The Club was the brainchild of Manchester climber, Emily Kelly, who tragically died just a year after the Club was founded. Emily Kelly and Eleanor Winthrop-Young announced the founding of the Club in a joint letter, published in the Manchester Guardian in April 1921. The letter was supported in an editorial by the then editor, Charles Edward Montague. Both he and his wife Madeleine were climbers; she joined the Pinnacle Club in 1922.
Within a year of that first meeting, the Club’s membership had grown by half as much again. By 1945, the Club had just under 100 members, and this growth continued through the following decades. The Club today has 170 members, the youngest in their 20s and the oldest in their 90s.
The Club’s longest standing and oldest member, Gwen Moffat, is also probably the most well-known. Gwen became the first female British mountain guide in 1953 and climbed extensively in the UK and the Alps. Her autobiography, Space below my feet, was published to rave reviews in 1961
Club archivist, Margaret Clennett, said: “The Club was formed so that women could take full responsibility as independent climbers in their own right. Climbing in the 1920s lacked the technical equipment that makes it a relatively safe sport today and so any kind of fall could be serious. As such, the strongest climber was always the leader and in mixed groups – given social expectations at the time – that almost always meant a man. Through the Pinnacle Club, more women began to take the lead.”

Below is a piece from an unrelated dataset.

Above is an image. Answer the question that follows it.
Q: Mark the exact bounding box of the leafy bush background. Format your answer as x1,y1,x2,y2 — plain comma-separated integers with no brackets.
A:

The fascinating history of the Club is embodied in journals, photographs, films, letters and the memories of Club members, some now in their 80s and 90s. Through a National Lottery Heritage Fund grant, the Club has digitised its extensive photo archive and made oral recordings with members, to capture those memories and inspiring life stories.
The centenary website combines snippets of these interviews, extracts from Club journals and archive photos to paint a picture of women’s climbing over the last 100 years.
Thanks to the National Lottery Heritage Fund grant, two films are also in production for the centenary. One will repurpose original footage from the 1962 Pinnacle Club Jagdula Expedition, which saw the first ascents of four Himalayan peaks. The other will chart the Club’s development – and women’s climbing – over the last century, as well as look to the next 100 years.
Former Club President, Val Hennelly, who has coordinated the preparations for the Club’s Centenary, said: “We’ve got exhibitions and events planned to take place this year, both physically and virtually, to ensure the story of the Club and the women within it reaches as wide an audience as possible.”
The centenary archive work is being supported by the Mountain Heritage Trust who will house the club’s hard copy photos. Through a partnership with National Life Stories, the full oral history recordings will be housed in the British Library Sound Archive, to create the first dedicated oral collection on climbing. The Club’s own library, including its journals and handbooks dating back to 1921, are housed in Bangor University Library.
Pinnacle Club President, Alex Nicholson said: “Today is an important day for the Club and for women’s climbing in the UK. For now, the party will just be online, but we hope to be able to get together to do a celebratory climb in honour of our founders before too long. The vision they had for a women’s climbing club has stood the test of time and is still going strong today.”